Fauci tells Congress that “it’s going to get worse”

At that point a mostly-anonymous public health expert, Dr. Anthony Fauci appeared on Capitol Hill on March 11 to testify before the House Oversight and Reform Committee about the dangers posed by COVID-19. Fauci’s comments startled the committee and the nation.

"I can say we will see more cases and things will get worse than they are right now," Fauci said. "How much worse we'll get will depend on our ability to do two things: to contain the influx of people who are infected coming from the outside, and the ability to contain and mitigate within our own country. Bottom line, it's going to get worse."

The comments were a grim prediction of what was to come and helped propel Fauci into the public consciousness as one of the most trusted voices in the U.S.’s response to the virus.

World Health Organization declares a global pandemic

For the first time since the discovery of the novel coronavirus, the WHO uses the term “global pandemic.” The term implies that all countries around the world will face public health challenges with COVID-19. The organization urges all countries to prepare to “detect, test, treat, isolate, trace and mobilize their people in the response" and adopt public health policies to stop the spread.

NCAA closes basketball tournament to fans, putting March Madness in doubt

With college basketball in the midst of its postseason, the NCAA announces that no fans will be in attendance during the men’s and women’s basketball tournaments. The tournaments are typically a financial boom for the organization, bringing in hundreds of thousands of fans annually.

Several conferences also announce their postseason tournament will also take place without fans.

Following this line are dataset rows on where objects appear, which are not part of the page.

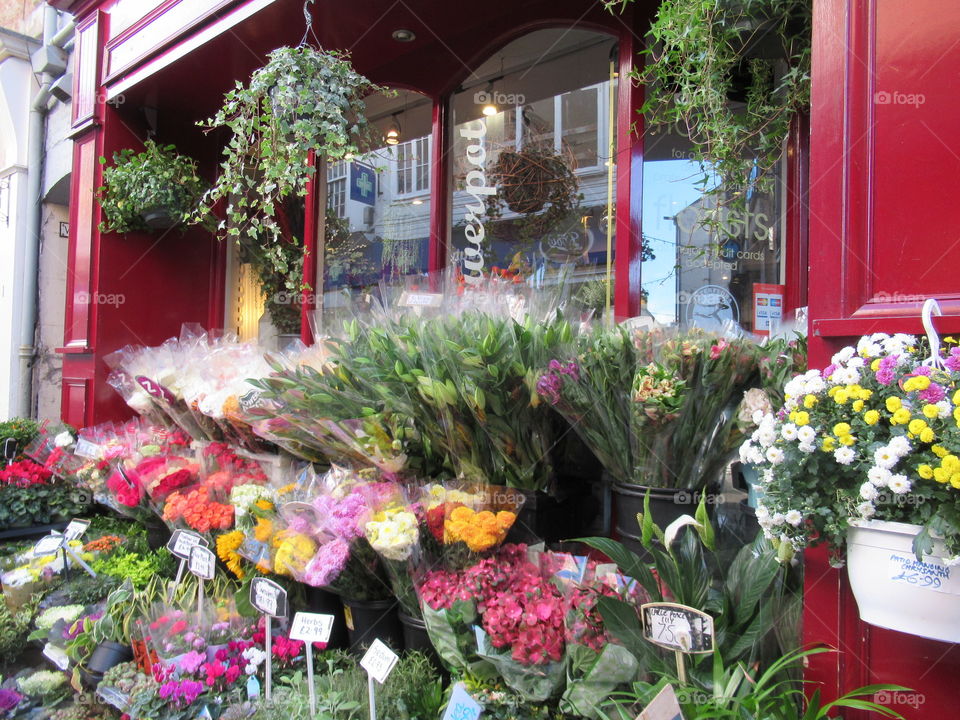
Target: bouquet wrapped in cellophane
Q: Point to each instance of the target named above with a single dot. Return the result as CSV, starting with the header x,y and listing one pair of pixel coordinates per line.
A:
x,y
657,407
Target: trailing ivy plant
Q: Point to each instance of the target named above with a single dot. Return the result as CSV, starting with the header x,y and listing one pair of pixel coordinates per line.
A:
x,y
702,53
148,190
304,99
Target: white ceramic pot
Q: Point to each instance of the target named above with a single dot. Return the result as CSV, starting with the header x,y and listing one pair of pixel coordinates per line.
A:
x,y
895,591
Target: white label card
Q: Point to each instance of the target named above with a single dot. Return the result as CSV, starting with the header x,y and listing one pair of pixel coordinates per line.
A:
x,y
462,706
75,530
677,627
183,541
202,562
48,545
930,574
268,597
379,661
311,627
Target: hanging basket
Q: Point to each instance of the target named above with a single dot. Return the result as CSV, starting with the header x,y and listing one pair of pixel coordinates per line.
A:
x,y
895,591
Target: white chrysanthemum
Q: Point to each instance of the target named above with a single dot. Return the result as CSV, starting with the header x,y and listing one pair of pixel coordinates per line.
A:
x,y
846,376
899,484
899,445
944,409
885,457
844,455
766,436
879,476
789,432
841,357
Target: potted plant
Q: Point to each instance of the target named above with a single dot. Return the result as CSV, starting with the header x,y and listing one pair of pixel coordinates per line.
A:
x,y
702,53
303,101
864,456
151,190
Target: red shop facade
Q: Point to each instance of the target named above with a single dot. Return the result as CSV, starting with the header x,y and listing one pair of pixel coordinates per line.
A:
x,y
858,232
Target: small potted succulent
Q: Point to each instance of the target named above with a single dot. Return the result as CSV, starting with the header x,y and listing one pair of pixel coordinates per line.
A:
x,y
151,190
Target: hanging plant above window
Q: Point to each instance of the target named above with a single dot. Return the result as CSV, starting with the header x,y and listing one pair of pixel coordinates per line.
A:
x,y
150,190
730,75
303,99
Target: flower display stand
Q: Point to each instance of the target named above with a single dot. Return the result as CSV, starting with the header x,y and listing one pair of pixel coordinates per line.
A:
x,y
895,591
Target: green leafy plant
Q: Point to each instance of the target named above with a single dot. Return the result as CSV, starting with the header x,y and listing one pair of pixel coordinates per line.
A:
x,y
750,599
740,692
303,100
23,430
150,189
702,52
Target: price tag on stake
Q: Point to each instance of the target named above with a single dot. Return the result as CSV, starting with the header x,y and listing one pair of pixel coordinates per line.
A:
x,y
75,530
379,661
311,627
202,562
48,545
268,597
183,541
461,705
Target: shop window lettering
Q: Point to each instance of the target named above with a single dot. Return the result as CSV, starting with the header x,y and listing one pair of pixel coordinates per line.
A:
x,y
476,186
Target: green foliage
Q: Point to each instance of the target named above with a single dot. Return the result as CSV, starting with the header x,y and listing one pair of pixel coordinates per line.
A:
x,y
698,54
748,598
139,568
23,430
302,100
39,504
157,179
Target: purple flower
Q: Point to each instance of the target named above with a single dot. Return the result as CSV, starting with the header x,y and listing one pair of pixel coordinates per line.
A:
x,y
192,661
328,563
549,387
9,699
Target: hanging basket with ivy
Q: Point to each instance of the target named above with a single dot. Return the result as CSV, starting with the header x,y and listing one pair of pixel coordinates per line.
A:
x,y
151,190
303,99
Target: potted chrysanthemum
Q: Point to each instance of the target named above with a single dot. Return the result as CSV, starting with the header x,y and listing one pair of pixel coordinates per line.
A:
x,y
865,455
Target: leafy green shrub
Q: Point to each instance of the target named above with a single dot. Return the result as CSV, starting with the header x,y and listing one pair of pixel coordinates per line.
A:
x,y
155,180
23,430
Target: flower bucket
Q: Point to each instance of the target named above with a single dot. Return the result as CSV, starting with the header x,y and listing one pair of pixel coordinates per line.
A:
x,y
896,592
372,620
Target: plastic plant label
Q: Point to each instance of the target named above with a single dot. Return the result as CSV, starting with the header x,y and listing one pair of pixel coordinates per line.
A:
x,y
663,707
268,597
154,389
461,705
48,545
378,661
202,562
415,299
183,541
87,449
311,627
927,575
677,627
75,530
56,655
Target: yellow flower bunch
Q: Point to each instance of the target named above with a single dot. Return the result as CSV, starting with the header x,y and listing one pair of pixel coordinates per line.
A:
x,y
227,546
479,530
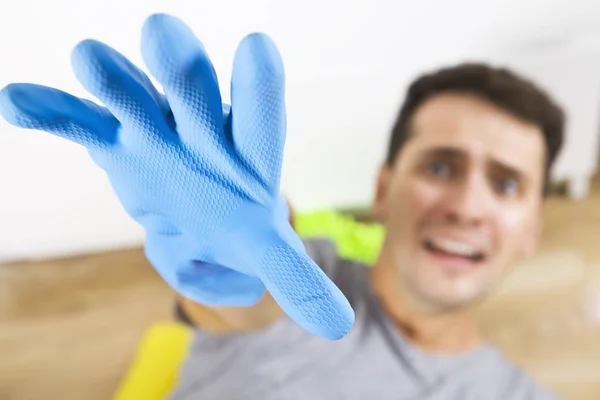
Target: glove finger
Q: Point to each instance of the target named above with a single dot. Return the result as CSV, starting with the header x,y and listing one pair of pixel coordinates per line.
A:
x,y
258,108
305,293
47,109
125,90
177,59
174,257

The Ivy League cancels its tournament altogether and announces Yale, the regular-season conference winner, will go to the NCAA tournament.

The next day, the NCAA would cancel its postseason tournament for the first time since its inception in 1939.

Tom Hanks, Rita Wilson announce they have COVID-19

In an Instagram post, Tom Hanks announces he and his wife Rita Wilson have contracted COVID-19 — perhaps the highest-profile celebrity to contract the virus to that point.

“To play things right, as is needed in the world right now, we were tested for the Coronavirus, and were found to be positive,” Hanks wrote.

Hanks and Wilson, who were in Australia working on a movie, said they would begin isolation. They later recovered from the virus.

President Donald Trump shuts down travel to Europe

In a hastily announced primetime address, President Donald Trump announces he is shutting down travel to Europe, where COVID-19 is quickly spreading. The restriction will go into effect two days later, on March 13.

During his address, Trump also mistakenly says cargo shipping to Europe will also be closed, causing a temporary panic. The White House quickly clarifies in a statement that commercial shipping will continue.

"After consulting with our top government health professionals, I have decided to take several strong but necessary actions to protect the health and wellbeing of all Americans," Trump said.

For the next few days, American travelers abroad in Europe pack airports in the hopes of getting home before the deadline, even though American citizens, their family members and green card holders are not covered under the restrictions.

NBA suspends its season

Moments before the Utah Jazz and Oklahoma City Thunder were set to tip off a game, players fail to take the floor. Minutes later, the league announces a Jazz player has tested positive for COVID-19 and the game has been canceled.

The announcement sends shockwaves through the league. Reports later indicate the player who tested positive is Rudy Gobert — a player who just days before his positive test had mocked the virus by touching every reporter's microphone during an interview.

Hours later, the NBA announces it is halting its season “until further notice.” They’re the first North American sports league to announce season suspension. Other leagues would soon follow suit.


In the days following, states began to announce restrictions on public gatherings and businesses. Bars and restaurants were shuttered. Other entertainment venues were closed. Offices told workers to begin working from home.

Many of those restrictions remain in place one year later. The good news? There appears to be some light at the end of the tunnel — three vaccines have proven to be safe and effective and have been approved for emergency use, and case rates have been falling for several weeks.

It may have taken longer than anyone expected, but there hope for normalcy in the near future.